PHOENIX — When you see flashing police lights in your rearview mirror, it usually means a ticket is headed your way.
Traffic violations are meant to be deterrents for bad driving. But, do expensive fines and citations actually correlate with safer streets?
GoCompare, a British insurance company, created a new list of how drivers in different countries are cited for speeding, running a red light, or using a cell phone behind the wheel. It found a correlation between higher fines and fewer crashes.
ABC15 showed this research to Attorney Marc Lamber with the Lamber Goodnow legal team at Fennemore Craig. He has spent his career looking into accidents in our state. To him, a study like this is not a surprise.
"Their financial penalties [in other countries] are often 10 times or more greater than what we have in the United States," Lamber said.
So, why is it that our country is choosing not to have higher fines? Lamber said it's all speculation, but it could be because the U.S. is sensitive to over-regulation.

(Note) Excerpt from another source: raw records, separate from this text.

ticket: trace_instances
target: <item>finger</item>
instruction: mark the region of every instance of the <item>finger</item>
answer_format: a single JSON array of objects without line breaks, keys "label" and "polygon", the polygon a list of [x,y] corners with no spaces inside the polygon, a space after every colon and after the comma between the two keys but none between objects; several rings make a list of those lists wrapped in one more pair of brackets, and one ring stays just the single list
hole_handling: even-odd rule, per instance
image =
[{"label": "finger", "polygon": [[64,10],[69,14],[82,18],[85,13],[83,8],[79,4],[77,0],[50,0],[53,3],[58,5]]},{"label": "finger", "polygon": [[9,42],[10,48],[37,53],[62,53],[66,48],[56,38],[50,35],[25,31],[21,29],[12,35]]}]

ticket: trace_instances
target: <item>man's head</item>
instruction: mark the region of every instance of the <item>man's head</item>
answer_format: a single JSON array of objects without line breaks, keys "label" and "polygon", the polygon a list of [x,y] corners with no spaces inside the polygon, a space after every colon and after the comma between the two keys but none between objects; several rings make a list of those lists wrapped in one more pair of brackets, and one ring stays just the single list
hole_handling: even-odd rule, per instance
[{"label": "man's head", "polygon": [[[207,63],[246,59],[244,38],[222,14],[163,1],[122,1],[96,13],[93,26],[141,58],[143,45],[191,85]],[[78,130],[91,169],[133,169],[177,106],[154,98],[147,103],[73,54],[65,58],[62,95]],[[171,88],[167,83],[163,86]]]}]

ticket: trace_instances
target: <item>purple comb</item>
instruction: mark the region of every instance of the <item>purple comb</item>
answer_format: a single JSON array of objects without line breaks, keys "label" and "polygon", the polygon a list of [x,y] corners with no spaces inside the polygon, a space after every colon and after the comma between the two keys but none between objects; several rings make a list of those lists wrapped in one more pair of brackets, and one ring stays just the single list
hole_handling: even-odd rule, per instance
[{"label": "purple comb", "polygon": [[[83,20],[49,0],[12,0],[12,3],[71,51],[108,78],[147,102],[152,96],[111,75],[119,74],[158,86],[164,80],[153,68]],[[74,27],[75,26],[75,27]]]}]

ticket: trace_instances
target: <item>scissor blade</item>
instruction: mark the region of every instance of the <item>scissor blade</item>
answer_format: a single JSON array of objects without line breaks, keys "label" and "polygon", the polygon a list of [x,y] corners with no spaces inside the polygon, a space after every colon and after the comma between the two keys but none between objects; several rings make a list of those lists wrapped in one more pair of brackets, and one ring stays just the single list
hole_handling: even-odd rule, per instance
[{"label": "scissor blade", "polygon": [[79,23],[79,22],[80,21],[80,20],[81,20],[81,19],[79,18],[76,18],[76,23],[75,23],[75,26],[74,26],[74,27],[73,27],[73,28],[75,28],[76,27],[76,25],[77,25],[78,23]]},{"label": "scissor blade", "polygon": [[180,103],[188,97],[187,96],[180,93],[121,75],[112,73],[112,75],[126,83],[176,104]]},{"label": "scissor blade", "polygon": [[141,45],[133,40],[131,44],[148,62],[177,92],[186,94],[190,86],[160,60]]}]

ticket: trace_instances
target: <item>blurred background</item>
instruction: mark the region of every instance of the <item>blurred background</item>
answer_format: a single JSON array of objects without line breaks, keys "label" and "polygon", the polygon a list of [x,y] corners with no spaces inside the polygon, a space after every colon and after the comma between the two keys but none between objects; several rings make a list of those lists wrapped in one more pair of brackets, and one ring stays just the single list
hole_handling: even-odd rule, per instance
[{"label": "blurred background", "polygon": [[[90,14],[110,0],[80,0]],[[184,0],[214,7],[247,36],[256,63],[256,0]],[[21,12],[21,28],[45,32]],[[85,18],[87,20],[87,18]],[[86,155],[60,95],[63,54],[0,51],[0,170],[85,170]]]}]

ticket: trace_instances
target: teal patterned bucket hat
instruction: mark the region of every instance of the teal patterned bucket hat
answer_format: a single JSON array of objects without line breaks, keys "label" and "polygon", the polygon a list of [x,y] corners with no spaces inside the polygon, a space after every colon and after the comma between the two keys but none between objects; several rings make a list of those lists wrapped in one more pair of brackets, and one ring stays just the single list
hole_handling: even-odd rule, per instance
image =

ABC15 also passed along these findings to Ram Pendyala, a professor of transportation and civil engineering at Arizona State University.
"My sense is that traffic citations may not be all that huge a factor," Pendyala said, though he believes the correlation between higher fines and fewer crashes in a country cannot be ignored. But, it may not be the exact and only reason for crashes either. He explained that other countries have roads that are designed very differently.
"You have a more multi-modal transportation system," Pendyala described. "It normally brings the speeds down a bit and so safety could be an outcome of some of the... just the design and the nature of the transportation system [and] not necessarily directly caused by the level of the travel citations and fines."
Both experts agree that fines are only one part of overall roadway safety.
"I think we have to resist the temptation to just thinking... kind of monolithically," Lamber said. "We just do one thing and the problem is solved because it's not."
They said, roadway design and education are other ways we can take action.